Good day.
I wanted to share with you the code for an application I've created. It can read the number of pages in all the PDF files from one directory.
The question I have is this : does it need more optimisation ? Can I make it work faster ? For now, it is pretty fast, but I feel it can do better.
This is the code in Python.
"""
This module contains a function to count
the total pages for all PDF files in one directory.
"""
#from time import clock as __c #Used for benchmark.
from glob import glob as __g
from re import search as __s
def count( vPath ):
"""
Takes one argument: the path where you want to search the files.

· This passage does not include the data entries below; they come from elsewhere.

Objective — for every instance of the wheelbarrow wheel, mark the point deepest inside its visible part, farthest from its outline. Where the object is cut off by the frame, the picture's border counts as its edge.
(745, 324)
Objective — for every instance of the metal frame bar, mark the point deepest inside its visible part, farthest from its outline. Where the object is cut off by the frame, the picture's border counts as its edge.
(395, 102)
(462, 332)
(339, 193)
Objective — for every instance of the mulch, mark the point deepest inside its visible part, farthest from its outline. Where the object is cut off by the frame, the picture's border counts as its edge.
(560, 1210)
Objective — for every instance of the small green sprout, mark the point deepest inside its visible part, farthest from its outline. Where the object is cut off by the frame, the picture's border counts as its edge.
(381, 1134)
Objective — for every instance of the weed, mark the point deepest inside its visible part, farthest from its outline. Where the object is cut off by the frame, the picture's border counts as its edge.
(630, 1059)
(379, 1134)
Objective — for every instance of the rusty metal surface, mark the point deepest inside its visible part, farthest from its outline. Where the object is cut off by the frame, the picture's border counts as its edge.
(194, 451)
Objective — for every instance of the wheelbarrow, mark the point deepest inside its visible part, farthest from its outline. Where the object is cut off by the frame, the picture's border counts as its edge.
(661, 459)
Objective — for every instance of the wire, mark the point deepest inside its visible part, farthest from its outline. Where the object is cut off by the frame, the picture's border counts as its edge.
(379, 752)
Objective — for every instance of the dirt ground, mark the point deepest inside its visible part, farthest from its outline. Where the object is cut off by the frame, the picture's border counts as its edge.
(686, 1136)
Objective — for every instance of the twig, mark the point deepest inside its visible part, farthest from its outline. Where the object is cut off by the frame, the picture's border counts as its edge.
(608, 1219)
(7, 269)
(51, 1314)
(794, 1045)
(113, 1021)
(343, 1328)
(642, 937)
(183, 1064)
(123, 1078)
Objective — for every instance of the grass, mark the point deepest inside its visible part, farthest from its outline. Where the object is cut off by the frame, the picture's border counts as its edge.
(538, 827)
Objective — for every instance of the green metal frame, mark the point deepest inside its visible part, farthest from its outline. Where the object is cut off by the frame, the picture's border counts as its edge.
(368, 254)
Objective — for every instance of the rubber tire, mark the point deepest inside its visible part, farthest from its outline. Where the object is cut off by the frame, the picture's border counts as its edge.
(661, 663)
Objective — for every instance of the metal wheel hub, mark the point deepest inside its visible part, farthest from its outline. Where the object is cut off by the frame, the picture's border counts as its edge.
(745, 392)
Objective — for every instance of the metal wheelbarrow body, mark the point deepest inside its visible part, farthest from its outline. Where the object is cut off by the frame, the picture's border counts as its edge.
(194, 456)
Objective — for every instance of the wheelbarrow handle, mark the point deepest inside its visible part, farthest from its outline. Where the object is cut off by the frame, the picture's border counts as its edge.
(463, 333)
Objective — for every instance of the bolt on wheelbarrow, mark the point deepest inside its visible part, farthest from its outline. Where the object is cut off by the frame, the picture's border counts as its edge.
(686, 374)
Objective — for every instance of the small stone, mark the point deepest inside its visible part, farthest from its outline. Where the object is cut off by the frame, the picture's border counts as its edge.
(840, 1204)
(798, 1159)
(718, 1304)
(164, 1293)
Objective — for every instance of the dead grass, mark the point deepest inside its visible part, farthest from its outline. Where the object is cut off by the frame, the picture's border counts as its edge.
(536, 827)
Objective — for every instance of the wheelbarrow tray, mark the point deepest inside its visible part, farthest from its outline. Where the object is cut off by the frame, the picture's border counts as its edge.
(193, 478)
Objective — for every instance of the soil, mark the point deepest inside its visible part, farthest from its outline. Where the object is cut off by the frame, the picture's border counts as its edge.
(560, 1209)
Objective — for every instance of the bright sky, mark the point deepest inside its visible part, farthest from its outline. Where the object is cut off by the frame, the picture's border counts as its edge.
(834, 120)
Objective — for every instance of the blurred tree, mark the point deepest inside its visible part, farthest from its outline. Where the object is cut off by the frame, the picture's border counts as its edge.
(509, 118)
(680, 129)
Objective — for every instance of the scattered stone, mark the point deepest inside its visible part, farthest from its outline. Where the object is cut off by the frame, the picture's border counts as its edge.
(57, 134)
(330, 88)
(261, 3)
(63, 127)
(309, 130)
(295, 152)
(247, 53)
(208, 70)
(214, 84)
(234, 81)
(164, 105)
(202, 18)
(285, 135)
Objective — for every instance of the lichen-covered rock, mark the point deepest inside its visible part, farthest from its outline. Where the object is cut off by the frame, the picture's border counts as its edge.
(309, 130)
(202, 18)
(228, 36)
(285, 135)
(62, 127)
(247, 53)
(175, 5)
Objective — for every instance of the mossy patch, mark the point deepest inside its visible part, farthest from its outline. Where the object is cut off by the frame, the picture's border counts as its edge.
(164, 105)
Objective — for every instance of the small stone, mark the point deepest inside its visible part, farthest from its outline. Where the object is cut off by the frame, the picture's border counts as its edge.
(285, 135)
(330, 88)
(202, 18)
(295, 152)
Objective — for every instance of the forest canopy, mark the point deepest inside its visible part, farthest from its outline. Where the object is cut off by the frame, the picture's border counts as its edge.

Returns a dictionary with the file name and number of pages for each file.
"""
#
#cdef double ti = __c() #Used for benchmark.
#
vPDFfiles = __g( vPath + "\\" + '*.pdf' )
vPages = 0
vMsg = {}
#
for vPDFfile in vPDFfiles:
vFileOpen = open( vPDFfile, 'rb', 1 )
for vLine in vFileOpen.readlines():
if "/Count " in vLine:
vPages = int( __s("/Count \d*", vLine).group()[7:] )
vMsg[vPDFfile] = vPages
vFileOpen.close()
#
#cdef double tf = __c() #Used for benchmark.
#
#print tf-ti
return vMsg
#
I also wrote the code in Cython and this is the code:
"""
This module contains a function to count
the total pages for all PDF files in one directory.
"""
#from time import clock as __c
from glob import glob as __g
from re import search as __s
cdef dict __count( char *vPath ):
#
cdef list vPDFfiles = __g( vPath + "\\" + '*.pdf' )
cdef int vPages = 0
cdef dict vMsg = {}
#
for vPDFfile in vPDFfiles:
vFileOpen = open( vPDFfile, 'rb', 1 )
for vLine in vFileOpen.readlines():
if "/Count " in vLine:
vPages = int( __s("/Count \d*", vLine).group()[7:] )
vMsg[vPDFfile] = vPages
vFileOpen.close()
#
return vMsg
#
def count( vPath ):
"""
Takes one argument: the path where you want to search the files.
Returns a dictionary with the file name and number of pages for each file.
"""
#cdef double ti = __c()
cdef dict v = __count( vPath )
#cdef double tf = __c()
print tf-ti
return v
#
Both work in the same way : you call ' count( 'C:\\Path_to_your_PDF_files' ) '. You should use double backslash in order to be sure it really works. The function returns a dictionary with the name of the PDF as key and the number of pages as value.
So... does anyone find something that could be optimised?